The alleged fraud was first brought to light by a whistleblower who filed a complaint under the FCA. It alleged that from 2007 to 2015, Stargate engaged in a double-invoicing scheme with a manufacturer in China. And that the manufacturer provided Stargate with two invoices for the each shipment of goods. One invoice, referred to as the “pay by” invoice, was for a much higher amount and reflected the actual price Stargate paid the manufacturer for the goods. The second invoice was for a much lower price. Stargate presented only this second invoice to CBP and thus was able to pay a fraudulently lower amount of customs duties.
A second variation of this fraud scheme involved invoices for “sample” goods. The Chinese manufacturer would send two invoices for one shipment, one marked commercial invoice and one marked sample invoice. Together, the two invoices reflected the real price Stargate paid to the manufacturer, but Stargate only paid customs duties on the commercial invoice and not on the sample invoice because sample goods are not subject to customs duties. According to the Complaint, none of the goods Stargate received from the manufacturer were actually sample goods.
The allegations claim that Bailey, Stargate, and Rivstar engaged in similar schemes with additional manufacturers. Through these schemes, the Complaint alleges that they undervalued imports by tens of millions of dollars and cost the U.S. government over $ 1 million in duty revenue. Bailey and his companies now face civil penalties and treble damages, and Bailey faces an additional criminal charge of conspiracy to commit wire fraud.
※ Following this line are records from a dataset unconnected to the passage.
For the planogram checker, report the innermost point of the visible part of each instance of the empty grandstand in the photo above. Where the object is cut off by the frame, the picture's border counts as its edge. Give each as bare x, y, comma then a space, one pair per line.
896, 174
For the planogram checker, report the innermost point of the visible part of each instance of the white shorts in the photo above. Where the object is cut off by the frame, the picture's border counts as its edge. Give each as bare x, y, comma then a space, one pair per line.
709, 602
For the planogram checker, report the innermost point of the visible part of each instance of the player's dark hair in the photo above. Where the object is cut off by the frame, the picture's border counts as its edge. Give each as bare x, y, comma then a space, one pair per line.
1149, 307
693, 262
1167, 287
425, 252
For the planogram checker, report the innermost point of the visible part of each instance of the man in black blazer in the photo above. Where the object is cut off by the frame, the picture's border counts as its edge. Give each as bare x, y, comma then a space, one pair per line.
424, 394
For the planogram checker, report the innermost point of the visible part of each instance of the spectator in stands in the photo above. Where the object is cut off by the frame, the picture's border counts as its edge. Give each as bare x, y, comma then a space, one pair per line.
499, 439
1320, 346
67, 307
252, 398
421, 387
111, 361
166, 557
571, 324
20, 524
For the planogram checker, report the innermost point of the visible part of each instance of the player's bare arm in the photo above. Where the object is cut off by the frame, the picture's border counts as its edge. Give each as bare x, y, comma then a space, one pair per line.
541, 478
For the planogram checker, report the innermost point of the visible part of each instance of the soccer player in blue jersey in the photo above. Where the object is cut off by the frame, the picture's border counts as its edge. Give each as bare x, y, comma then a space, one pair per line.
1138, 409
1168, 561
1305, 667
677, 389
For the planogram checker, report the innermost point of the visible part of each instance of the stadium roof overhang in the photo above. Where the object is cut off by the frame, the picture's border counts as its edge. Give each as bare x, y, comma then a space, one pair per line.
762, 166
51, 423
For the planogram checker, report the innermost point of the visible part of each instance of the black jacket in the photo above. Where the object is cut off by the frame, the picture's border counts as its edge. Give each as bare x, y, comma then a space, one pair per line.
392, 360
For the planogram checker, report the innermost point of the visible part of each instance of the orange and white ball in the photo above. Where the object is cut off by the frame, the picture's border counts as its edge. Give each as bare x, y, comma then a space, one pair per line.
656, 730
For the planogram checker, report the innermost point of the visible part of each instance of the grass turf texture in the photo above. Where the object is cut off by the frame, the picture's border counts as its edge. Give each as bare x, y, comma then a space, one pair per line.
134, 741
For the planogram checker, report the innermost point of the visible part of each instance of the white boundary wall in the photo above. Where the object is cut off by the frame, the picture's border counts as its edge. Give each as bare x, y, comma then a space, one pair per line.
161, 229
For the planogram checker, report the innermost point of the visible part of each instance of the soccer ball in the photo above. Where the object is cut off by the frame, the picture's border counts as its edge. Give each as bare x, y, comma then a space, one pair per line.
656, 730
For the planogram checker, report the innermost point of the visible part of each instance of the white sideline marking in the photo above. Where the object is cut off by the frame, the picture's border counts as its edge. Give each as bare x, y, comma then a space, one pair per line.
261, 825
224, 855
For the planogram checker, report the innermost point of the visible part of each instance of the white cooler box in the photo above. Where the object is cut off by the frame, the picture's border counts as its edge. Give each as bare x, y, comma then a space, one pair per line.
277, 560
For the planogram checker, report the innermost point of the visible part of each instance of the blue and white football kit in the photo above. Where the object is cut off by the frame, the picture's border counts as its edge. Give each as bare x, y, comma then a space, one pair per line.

Importer FCA cases just like this one have been on the rise in recent years. The Trump administration’s focus on trade policy will likely only lead to continued scrutiny in this area. Additionally, the recent Supreme Court ruling in U.S. ex rel Hunt v. Cochise Consultancy, No. 18-315 (2019), has allowed whistleblowers to take advantage of a longer statute of limitations period previously only available to the government under 31 U.S.C. § 3731(b)(2). Thus, where the government does not learn of the FCA violation, a lawsuit can be filed up to 10 years after the date the false statement was made. This expanded statute of limitations may also contribute to the increase in importer FCA cases.